Data Science Asked by user58887 on June 8, 2021

Using R, I have created 5 different random forest models using 5 different numbers of trees (3,10,30,100,300). My intention was to compute the misclassification rates of each of these models and plot the rates against the number of trees to illustrate the idea that generally, an increase in trees in a random forest model correlates with a decreasing misclassification rate.

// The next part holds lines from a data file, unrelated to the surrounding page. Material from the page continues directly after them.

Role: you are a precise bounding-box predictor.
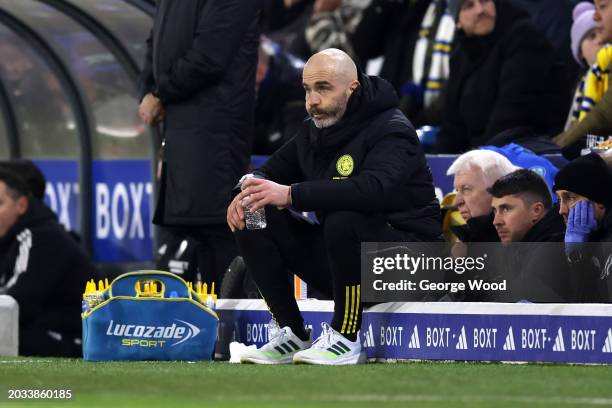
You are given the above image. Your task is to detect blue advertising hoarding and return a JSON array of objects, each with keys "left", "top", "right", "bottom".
[
  {"left": 35, "top": 159, "right": 80, "bottom": 233},
  {"left": 215, "top": 300, "right": 612, "bottom": 364},
  {"left": 35, "top": 159, "right": 154, "bottom": 262},
  {"left": 92, "top": 160, "right": 154, "bottom": 262}
]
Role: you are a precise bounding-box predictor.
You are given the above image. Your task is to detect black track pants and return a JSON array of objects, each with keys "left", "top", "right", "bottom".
[{"left": 234, "top": 207, "right": 412, "bottom": 341}]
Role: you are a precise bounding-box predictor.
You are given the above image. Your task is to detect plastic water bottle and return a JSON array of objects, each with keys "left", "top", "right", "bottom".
[
  {"left": 244, "top": 205, "right": 267, "bottom": 230},
  {"left": 242, "top": 174, "right": 267, "bottom": 230}
]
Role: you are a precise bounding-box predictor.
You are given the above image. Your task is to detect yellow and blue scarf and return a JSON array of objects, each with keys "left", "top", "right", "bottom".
[{"left": 579, "top": 44, "right": 612, "bottom": 121}]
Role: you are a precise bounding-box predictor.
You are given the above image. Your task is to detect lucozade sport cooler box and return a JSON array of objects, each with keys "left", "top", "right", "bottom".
[{"left": 82, "top": 271, "right": 218, "bottom": 361}]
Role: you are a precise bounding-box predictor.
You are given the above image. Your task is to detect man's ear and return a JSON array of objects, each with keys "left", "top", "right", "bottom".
[
  {"left": 349, "top": 80, "right": 360, "bottom": 93},
  {"left": 531, "top": 201, "right": 545, "bottom": 223},
  {"left": 16, "top": 196, "right": 28, "bottom": 216}
]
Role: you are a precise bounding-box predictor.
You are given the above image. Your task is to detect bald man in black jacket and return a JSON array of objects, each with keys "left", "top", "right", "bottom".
[{"left": 228, "top": 49, "right": 441, "bottom": 365}]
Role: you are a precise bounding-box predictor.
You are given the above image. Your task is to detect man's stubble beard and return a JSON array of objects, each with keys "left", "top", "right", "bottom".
[{"left": 310, "top": 95, "right": 349, "bottom": 129}]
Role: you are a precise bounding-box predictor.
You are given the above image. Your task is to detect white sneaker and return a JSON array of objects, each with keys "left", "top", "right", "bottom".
[
  {"left": 240, "top": 321, "right": 312, "bottom": 364},
  {"left": 293, "top": 323, "right": 366, "bottom": 365}
]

I had a few colleagues run this same model in Python and with all of them, their model reached a misclassification rate of ~0.08 with the 300-tree model. However, When I run my models in R, the misclassification rate seems to level out around ~0.2 at the 100-tree model, and does not get any lower with the ~300 tree model. I’m curious as to what may be causing this discrepancy. I’ve provided my code below.

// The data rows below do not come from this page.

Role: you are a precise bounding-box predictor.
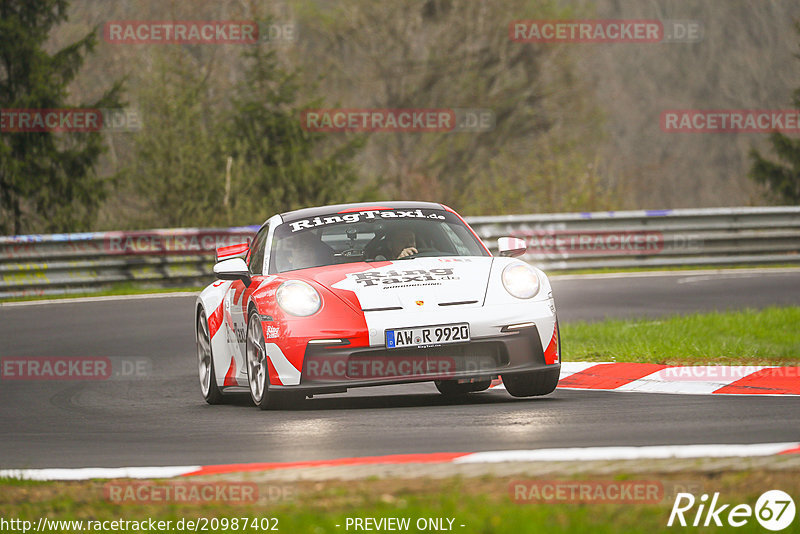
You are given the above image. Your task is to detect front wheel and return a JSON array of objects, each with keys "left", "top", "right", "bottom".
[
  {"left": 502, "top": 367, "right": 560, "bottom": 397},
  {"left": 197, "top": 309, "right": 224, "bottom": 404},
  {"left": 246, "top": 310, "right": 272, "bottom": 409}
]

madelon_train <- data.frame(madelon_train_data, madelon_train_labels)
for(i in c(3,10,30,100,300)){
    assign(paste("madelonforest", i, sep = ""), 
    randomForest(as.factor(madelon_train$V1.1) ~ ., data = madelon_train, ntree = 
    i, mtry = sqrt(500), replace = FALSE))  
}

modellist <- vector(mode="list", length=5)
for(i in c(3,10,30,100,300)){
    modellist[[i]] <- eval(as.name(paste("madelonforest", i, sep = "")))
}


#Use models to predict training data and compute misclassification error

classerrlisttrain <- vector(mode="list", length=5)
for(i in c(3,10,30,100,300)){
    err <-table(as.numeric(as.character(predict(modellist[[i]], 
    madelon_train_data, type = 'class', OOB = TRUE))) - madelon_train_labels)
    classerrlisttrain[[i]] <- assign(paste("misclassification", i, sep = ""), 
err[names(err)==0])
}

for(i in c(3,10,30,100,300)){
    classerrlisttrain[[i]] = as.double(classerrlisttrain[[i]])
    classerrlisttrain[[i]] = 1 - 
classerrlisttrain[[i]]/length(madelon_train_labels$V1)
}


#Use models to predict test data and compute misclassification error

classerrlisttest <- vector(mode="list", length=5)
for(i in c(3,10,30,100,300)){
    err <-table(as.numeric(as.character(predict(modellist[[i]], 
    madelon_valid_data, type = 'class'))) - madelon_valid_labels)
    classerrlisttest[[i]] <- assign(paste("misclassification", i, sep = ""), 
err[names(err)==0])
}

for(i in c(3,10,30,100,300)){
    classerrlisttest[[i]] = as.double(classerrlisttest[[i]])
    classerrlisttest[[i]] = 1 - 
classerrlisttest[[i]]/length(madelon_valid_labels$V1)
}


#Plot misclassification errors vs Tree Depth

plot(c(3,10,30,100,300), classerrlisttrain[c(3,10,30,100,300)], type = 'l', 
xlab = 'Number of Trees', ylab = 'Misclassification Rate', xlim = c(1,300), 
ylim = c(0,0.5), col = "red")
lines(c(3,10,30,100,300), classerrlisttest[c(3,10,30,100,300)], type = 'l', 
col = "blue")
legend(1,0.1,legend = c("Train Data", "Test Data"), col = 
c("red","blue"),lty=1, cex=0.8)

One Answer

If you and your colleagues ran the same model on the same data you should get the same results (give or take a stochastic error). Did your colleagues use the same environment, same packages and same versions?

Also, it is known that building more trees gives better performance and if possible you should build more not less, as RF does not overfit with more trees, the error / accuracy stabilizes at some point. What that point is (number of trees) varies from data to data, so you cannot really determine this beforehand.